Well, I'm two days in on my internal med inpatient rotation. Life is already 100 times better. I start later and get home earlier. The doctor that I'm with this week is amazing. She is young, super smart, and very personable. I can't believe how much I've already learned. I feel very fortunate for this rotation. My days starts with getting our census, deciding which patients I'm going to see, go see my patients and prepare my note, find the dr and finish rounding with her, present my patients and go see them together. She told me today that I did a good job, so hopefully all will continue to go well.
And of course my stories.
Patient 1- she's elderly and in the ICU and on a ventilator. She's been there a few weeks and her family decided yesterday to withdraw care. While I rounded on her, I realized that it was probably the last day she'd be alive. I just patted her hand, knowing that her name will most likely not be on my list tomorrow. It's sad, really sad, but she's been miserable and she keeps waking up, feeling her vent and gagging. It really is no condition to live in.
Patient 2- brought into the ER because of coffee ground vomiting and hypotensive. Turns out, she has hepatitis C, alcoholic cirrhosis, and esophageal varices from both her alcohol disease and her eating ibuprofen like candy. She really has to give up alcohol, and she seemed like she was ready to make that move.
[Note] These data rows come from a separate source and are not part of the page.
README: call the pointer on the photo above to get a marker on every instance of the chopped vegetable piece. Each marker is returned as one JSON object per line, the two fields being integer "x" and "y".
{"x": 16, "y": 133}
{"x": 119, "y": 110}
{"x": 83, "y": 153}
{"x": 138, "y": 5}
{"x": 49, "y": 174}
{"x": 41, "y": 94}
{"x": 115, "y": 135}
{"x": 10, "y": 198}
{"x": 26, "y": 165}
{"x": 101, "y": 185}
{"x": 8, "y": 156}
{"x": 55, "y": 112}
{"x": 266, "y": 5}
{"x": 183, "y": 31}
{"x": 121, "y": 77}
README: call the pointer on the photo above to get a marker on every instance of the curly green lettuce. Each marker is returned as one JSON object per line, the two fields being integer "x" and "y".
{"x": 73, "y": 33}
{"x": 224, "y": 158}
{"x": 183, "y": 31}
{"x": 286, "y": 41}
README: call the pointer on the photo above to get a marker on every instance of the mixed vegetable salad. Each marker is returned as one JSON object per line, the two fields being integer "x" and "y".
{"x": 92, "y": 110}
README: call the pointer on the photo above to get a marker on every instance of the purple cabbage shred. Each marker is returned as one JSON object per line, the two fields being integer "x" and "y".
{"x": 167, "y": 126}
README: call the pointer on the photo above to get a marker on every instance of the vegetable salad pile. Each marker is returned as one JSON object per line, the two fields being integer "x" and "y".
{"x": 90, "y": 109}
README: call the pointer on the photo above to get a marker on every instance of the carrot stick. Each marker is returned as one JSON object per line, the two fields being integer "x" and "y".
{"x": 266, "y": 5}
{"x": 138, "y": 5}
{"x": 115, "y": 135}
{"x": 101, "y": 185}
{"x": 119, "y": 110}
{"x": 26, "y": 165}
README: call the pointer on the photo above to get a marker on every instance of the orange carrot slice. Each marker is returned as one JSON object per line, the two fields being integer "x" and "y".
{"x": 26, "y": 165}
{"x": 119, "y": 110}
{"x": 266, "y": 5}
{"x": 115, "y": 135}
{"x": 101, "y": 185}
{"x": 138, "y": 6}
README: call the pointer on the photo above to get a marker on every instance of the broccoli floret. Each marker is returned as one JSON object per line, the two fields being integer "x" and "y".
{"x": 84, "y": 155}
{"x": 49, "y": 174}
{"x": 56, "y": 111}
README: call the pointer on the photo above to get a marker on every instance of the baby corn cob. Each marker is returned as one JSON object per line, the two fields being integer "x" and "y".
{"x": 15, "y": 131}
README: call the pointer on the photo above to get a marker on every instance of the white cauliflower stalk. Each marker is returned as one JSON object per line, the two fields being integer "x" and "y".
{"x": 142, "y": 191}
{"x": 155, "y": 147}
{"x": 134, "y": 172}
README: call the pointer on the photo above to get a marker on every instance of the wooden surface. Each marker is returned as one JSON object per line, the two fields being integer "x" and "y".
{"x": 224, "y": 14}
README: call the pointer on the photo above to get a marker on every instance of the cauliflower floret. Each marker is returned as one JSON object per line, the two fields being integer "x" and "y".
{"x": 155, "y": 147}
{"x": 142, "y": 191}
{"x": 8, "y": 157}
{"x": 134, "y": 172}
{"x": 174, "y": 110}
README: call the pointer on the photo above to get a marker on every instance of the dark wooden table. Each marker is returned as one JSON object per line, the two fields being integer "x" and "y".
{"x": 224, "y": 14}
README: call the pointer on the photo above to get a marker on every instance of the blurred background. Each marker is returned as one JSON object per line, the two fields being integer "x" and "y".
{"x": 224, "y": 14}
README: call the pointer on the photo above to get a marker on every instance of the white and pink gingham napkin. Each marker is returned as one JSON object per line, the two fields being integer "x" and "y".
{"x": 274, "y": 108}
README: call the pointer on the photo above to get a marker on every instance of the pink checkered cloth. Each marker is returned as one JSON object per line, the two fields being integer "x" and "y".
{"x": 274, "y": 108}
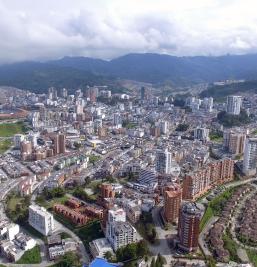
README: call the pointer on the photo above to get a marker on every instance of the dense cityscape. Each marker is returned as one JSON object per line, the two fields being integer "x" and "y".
{"x": 131, "y": 179}
{"x": 128, "y": 133}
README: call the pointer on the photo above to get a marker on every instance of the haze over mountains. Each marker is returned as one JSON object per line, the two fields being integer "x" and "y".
{"x": 72, "y": 72}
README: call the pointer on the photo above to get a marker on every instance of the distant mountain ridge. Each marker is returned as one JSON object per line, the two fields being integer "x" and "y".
{"x": 156, "y": 68}
{"x": 73, "y": 72}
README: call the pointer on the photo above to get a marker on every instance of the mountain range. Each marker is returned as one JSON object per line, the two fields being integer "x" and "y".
{"x": 73, "y": 72}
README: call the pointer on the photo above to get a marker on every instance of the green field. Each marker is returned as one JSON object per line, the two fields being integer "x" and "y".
{"x": 215, "y": 206}
{"x": 9, "y": 129}
{"x": 89, "y": 232}
{"x": 252, "y": 255}
{"x": 5, "y": 145}
{"x": 31, "y": 256}
{"x": 48, "y": 204}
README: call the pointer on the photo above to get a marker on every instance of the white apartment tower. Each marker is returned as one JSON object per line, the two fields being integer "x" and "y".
{"x": 119, "y": 232}
{"x": 201, "y": 134}
{"x": 163, "y": 161}
{"x": 41, "y": 220}
{"x": 234, "y": 104}
{"x": 250, "y": 156}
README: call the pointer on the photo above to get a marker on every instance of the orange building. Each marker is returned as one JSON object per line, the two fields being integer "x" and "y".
{"x": 197, "y": 183}
{"x": 107, "y": 191}
{"x": 71, "y": 214}
{"x": 172, "y": 202}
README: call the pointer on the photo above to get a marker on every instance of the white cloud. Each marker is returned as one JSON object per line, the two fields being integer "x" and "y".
{"x": 41, "y": 30}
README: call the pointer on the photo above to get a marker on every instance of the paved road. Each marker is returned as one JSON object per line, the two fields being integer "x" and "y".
{"x": 234, "y": 220}
{"x": 163, "y": 247}
{"x": 61, "y": 228}
{"x": 204, "y": 233}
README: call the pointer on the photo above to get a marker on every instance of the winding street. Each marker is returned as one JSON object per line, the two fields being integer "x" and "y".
{"x": 59, "y": 228}
{"x": 163, "y": 246}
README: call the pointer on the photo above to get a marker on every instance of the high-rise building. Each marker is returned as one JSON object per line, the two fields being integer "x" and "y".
{"x": 64, "y": 93}
{"x": 207, "y": 104}
{"x": 56, "y": 147}
{"x": 198, "y": 182}
{"x": 116, "y": 215}
{"x": 80, "y": 106}
{"x": 234, "y": 104}
{"x": 234, "y": 142}
{"x": 164, "y": 126}
{"x": 188, "y": 227}
{"x": 26, "y": 150}
{"x": 17, "y": 139}
{"x": 59, "y": 143}
{"x": 201, "y": 134}
{"x": 62, "y": 143}
{"x": 172, "y": 202}
{"x": 155, "y": 131}
{"x": 142, "y": 93}
{"x": 119, "y": 232}
{"x": 41, "y": 220}
{"x": 92, "y": 93}
{"x": 107, "y": 191}
{"x": 117, "y": 120}
{"x": 163, "y": 161}
{"x": 250, "y": 156}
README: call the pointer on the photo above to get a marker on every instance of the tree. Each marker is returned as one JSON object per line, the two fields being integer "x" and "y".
{"x": 160, "y": 261}
{"x": 70, "y": 259}
{"x": 87, "y": 180}
{"x": 152, "y": 263}
{"x": 142, "y": 248}
{"x": 108, "y": 255}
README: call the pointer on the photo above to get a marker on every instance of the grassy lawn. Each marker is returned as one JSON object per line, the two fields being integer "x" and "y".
{"x": 17, "y": 207}
{"x": 206, "y": 217}
{"x": 94, "y": 158}
{"x": 89, "y": 232}
{"x": 231, "y": 246}
{"x": 32, "y": 231}
{"x": 9, "y": 129}
{"x": 252, "y": 255}
{"x": 5, "y": 145}
{"x": 31, "y": 256}
{"x": 48, "y": 204}
{"x": 66, "y": 222}
{"x": 254, "y": 132}
{"x": 215, "y": 206}
{"x": 65, "y": 235}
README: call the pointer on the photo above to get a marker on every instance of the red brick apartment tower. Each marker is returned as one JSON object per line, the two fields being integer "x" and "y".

But she refused a social worker to discuss AA. It's really hard especially since her husband drinks every night. In my discussion today, we talked about her hepatitis C and where it came from. She admits to using drugs and sharing needles in her past. "Well, it's what everyone was doing." Looking at her, you would never ever guess that she was an IV drug user back in the day. I mean, she could have been yours or my aunt. She told me that I will make a really great doctor. It's good to hear that even though I had that type of conversation with her today she was willing to look past my "lecturing" and see that I really care.